De nombreuses devises sont liées à l’euro. Il s’agit pour la plupart de pays récemment entrés dans l’UE et qui n’ont pas encore abandonné leur monnaie (Bulgarie, Croatie, République tchèque). La Hongrie, la Pologne et la Roumanie ont un taux de change flottant. Quant à la Croatie et à la République tchèque, elles stabilisent le taux de change sans le fixer fermement par un «peg». Il existe trois cas particuliers: le Danemark et le Royaume-Uni, qui ont passé des accords pour ne pas rejoindre l’euro, et la Suède, qui devrait le faire, mais qui évite d’en parler. La Suède connaît un change flottant, tandis que le Danemark s’est engagé à maintenir la valeur de sa monnaie par rapport à l’euro. Problème: ces cas reposent sur le même type d’intervention à laquelle la BNS a dû renoncer le 15 janvier, soit la défense unilatérale de sa monnaie. Si la pression se fait trop forte, le seuil saute, et patatras.
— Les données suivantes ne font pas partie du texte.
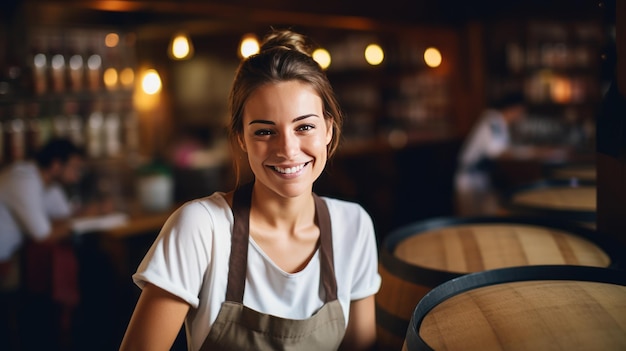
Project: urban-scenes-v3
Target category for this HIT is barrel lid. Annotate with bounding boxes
[380,216,626,278]
[405,265,626,350]
[501,178,597,223]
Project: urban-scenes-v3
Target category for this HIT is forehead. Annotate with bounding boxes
[244,80,322,118]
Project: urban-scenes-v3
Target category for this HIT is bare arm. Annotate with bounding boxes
[340,295,376,351]
[120,283,189,351]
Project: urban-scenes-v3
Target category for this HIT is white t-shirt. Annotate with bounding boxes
[0,162,51,261]
[456,109,511,190]
[133,192,381,350]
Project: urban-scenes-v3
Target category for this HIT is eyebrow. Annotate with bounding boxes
[248,113,319,125]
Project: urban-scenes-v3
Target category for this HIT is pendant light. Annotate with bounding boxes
[167,32,194,60]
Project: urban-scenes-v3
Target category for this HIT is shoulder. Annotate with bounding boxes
[166,192,232,229]
[321,196,369,219]
[322,197,374,238]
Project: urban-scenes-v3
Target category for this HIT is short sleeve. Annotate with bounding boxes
[132,202,214,308]
[350,206,381,300]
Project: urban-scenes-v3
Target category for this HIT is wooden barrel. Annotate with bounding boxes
[504,179,597,228]
[402,265,626,351]
[376,217,621,350]
[547,163,597,182]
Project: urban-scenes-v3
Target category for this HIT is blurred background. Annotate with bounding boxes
[0,0,616,349]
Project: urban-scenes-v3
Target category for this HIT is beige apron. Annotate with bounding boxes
[200,183,345,351]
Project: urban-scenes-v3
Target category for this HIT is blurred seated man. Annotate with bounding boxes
[0,139,84,349]
[455,92,526,216]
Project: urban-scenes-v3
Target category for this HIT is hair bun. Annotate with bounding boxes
[260,29,311,56]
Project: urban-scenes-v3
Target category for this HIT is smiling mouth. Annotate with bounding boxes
[272,162,310,174]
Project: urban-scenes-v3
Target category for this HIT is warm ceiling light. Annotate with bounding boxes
[104,33,120,48]
[239,34,259,58]
[120,67,135,88]
[313,48,331,69]
[424,47,441,68]
[141,69,161,95]
[102,67,118,90]
[168,33,193,60]
[365,44,385,66]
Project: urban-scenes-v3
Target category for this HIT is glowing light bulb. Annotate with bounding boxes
[313,48,331,69]
[169,33,193,60]
[365,44,385,66]
[141,69,161,95]
[239,34,259,58]
[424,47,441,68]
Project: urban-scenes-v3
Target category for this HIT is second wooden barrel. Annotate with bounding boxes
[402,265,626,351]
[505,179,597,228]
[376,217,620,350]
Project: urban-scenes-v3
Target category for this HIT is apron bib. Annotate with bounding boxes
[200,183,345,351]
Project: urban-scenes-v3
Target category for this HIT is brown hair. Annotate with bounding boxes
[228,29,344,181]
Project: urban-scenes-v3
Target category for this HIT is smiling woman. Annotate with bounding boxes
[121,30,381,350]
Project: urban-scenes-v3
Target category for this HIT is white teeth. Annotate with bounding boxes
[274,164,304,174]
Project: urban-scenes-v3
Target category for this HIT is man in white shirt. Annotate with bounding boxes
[455,93,526,216]
[0,139,83,349]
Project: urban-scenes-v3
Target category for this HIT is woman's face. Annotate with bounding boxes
[240,81,332,197]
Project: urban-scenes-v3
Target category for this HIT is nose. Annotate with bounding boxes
[277,133,300,158]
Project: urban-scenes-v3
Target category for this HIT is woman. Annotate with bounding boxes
[121,31,380,350]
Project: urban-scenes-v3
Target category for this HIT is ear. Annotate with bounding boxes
[326,118,334,146]
[237,135,248,153]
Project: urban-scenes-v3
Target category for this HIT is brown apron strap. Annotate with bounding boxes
[313,193,337,302]
[226,182,254,303]
[226,181,337,303]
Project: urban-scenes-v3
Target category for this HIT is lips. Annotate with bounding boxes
[272,162,309,174]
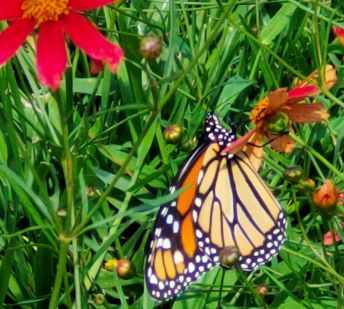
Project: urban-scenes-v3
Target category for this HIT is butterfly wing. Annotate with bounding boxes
[193,149,286,271]
[145,114,286,300]
[145,145,215,300]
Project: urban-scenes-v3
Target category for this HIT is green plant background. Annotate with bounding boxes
[0,0,344,309]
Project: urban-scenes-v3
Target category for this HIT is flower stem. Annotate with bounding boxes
[289,132,344,181]
[49,242,68,309]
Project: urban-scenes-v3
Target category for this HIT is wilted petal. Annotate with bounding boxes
[221,127,257,155]
[0,0,23,20]
[283,103,330,123]
[267,88,288,115]
[288,85,320,102]
[0,18,35,65]
[69,0,115,11]
[60,12,123,71]
[243,130,264,171]
[37,22,67,90]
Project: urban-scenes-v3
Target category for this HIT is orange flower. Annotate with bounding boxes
[323,222,344,246]
[223,65,337,170]
[312,179,339,210]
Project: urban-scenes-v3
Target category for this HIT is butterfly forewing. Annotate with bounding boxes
[145,114,286,300]
[145,141,215,300]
Serait-il alors possible, pour un pays non-membre de l’UE, de passer un accord avec la Banque centrale européenne pour fixer la valeur de sa monnaie à l’euro? Là encore, c’est possible. C’est le cas du franc CFA, du franc comorien, du dobra de São Tomé-et-Príncipe, de l’escudo cap-verdien et du mark de Bosnie-Herzégovine. Cette situation n’est toutefois pas recommandée. Pour émettre leur propre monnaie, ces pays doivent acheter des euros en quantité équivalente. Il n’est plus possible de maintenir une banque centrale indépendante.

«Avec ces solutions, vous vous liez à quelqu’un qui n’a pas de comptes à vous rendre, résume Cédric Tille, professeur à l’HEID. Autant adhérer à l’UE, ce qui permet au moins d’obtenir un siège à la BCE.»

L’ultime option est «l’euroïsation», soit l’adoption unilatérale de la monnaie unique. C’est ce qu’ont fait Andorre, Monaco, Saint-Martin, le Vatican, le Monténégro et le Kosovo.